Now scientists at Nottingham have joined forces with colleagues at Loughborough University and UK fruit growers Berryworld to use cold plasma technology to keep the mould at bay for longer.
Cold plasma is already used in the medical world to clean bacteria from wounds safely. It was a chance discovery that led the team of food scientists and microbiologists to believe that cold plasma might also be useful in the food sector. They had previously been using the technology, which involves a tiny controllable beam of plasma, similar to lightning, to control micro-organisms and to sterilise surfaces.
Associate Professor in Microbiology at The University of Nottingham, Dr Cath Rees said: "While we were doing that we discovered that we could treat soft fruit with the plasma beam. Soft fruit is notoriously difficult to keep 'fur free' for long, as it bruises easily when handled and becomes contaminated. The cold plasma technology would present a way of eradicating moulds early in the packing process.
"Our findings showed that we could prevent that perennial problem of fruit going mouldy once you get it home. This means better value for the customers and fewer losses for the producers, who normally remove the mouldy ones before the fruit is sold."
The researchers in the Division of Food Sciences in the School of Biosciences at the University's Sutton Bonington campus are working with the Department of Electronic and Electrical Engineering at Loughborough University to see how effective the technique could be. Early results suggest the cold plasma treatment gives the produce an extra five days of shelf-life. It could have a significant impact on the economics of soft fruit production.
The project is one of five Collaborative Research and Development grants worth a total of more than 235,000 announced by the East Midlands Food and Drink iNet, which co-ordinates innovation support for businesses, universities and individuals working in the food and drink sector in the region. The iNet is funded by the East Midlands Development Agecy (emda) and the European Regional Development Fund.

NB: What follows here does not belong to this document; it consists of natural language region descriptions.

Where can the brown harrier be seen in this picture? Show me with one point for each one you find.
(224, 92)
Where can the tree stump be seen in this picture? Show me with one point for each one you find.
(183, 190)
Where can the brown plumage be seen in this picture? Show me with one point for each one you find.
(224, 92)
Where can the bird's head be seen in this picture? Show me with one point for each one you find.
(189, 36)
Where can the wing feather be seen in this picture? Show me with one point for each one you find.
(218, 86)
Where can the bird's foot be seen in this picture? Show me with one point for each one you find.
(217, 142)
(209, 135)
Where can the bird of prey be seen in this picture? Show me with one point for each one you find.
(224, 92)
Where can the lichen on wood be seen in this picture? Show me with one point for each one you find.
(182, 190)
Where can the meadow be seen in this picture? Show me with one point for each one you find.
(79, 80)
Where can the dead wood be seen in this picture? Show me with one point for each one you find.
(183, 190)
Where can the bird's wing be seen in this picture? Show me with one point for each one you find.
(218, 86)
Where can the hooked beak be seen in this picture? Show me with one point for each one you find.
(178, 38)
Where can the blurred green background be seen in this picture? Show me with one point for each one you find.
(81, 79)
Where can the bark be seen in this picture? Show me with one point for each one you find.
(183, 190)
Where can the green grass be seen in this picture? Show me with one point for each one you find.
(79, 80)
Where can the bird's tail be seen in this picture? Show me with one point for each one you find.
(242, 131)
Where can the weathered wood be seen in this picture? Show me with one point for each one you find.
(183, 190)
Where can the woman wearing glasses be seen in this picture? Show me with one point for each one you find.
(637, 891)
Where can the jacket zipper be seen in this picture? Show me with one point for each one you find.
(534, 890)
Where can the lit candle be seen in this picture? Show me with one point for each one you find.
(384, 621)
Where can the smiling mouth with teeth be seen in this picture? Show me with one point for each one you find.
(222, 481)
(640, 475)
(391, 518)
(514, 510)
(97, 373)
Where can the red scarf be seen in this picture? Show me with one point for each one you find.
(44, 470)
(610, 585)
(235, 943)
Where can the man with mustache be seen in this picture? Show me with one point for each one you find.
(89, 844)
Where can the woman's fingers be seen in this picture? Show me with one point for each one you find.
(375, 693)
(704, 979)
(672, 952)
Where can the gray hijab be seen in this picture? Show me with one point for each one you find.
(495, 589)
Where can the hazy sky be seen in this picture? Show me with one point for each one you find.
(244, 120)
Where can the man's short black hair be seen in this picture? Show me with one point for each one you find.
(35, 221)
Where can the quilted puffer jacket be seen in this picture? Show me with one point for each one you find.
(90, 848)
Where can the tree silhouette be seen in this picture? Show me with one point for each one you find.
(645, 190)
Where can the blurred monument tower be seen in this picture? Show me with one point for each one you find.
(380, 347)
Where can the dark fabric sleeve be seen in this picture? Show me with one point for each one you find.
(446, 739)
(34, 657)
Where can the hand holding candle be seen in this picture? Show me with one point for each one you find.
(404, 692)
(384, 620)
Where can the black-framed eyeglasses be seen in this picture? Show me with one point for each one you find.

Food and Drink iNet Director Richard Worrall said: "We are pleased to be able to support this innovative research project which has important potential for the soft fruit sector. Discovering a non-destructive, non-contact and non-residue leaving process that helps extend the shelf-life of soft fruit and prevent wastage could bring major benefits.
"Our Food and Drink iNet Collaborative Research and Development funding is designed to provide help for innovative research schemes that will benefit the food and drink sector in the future, and we are proud to be associated with this project."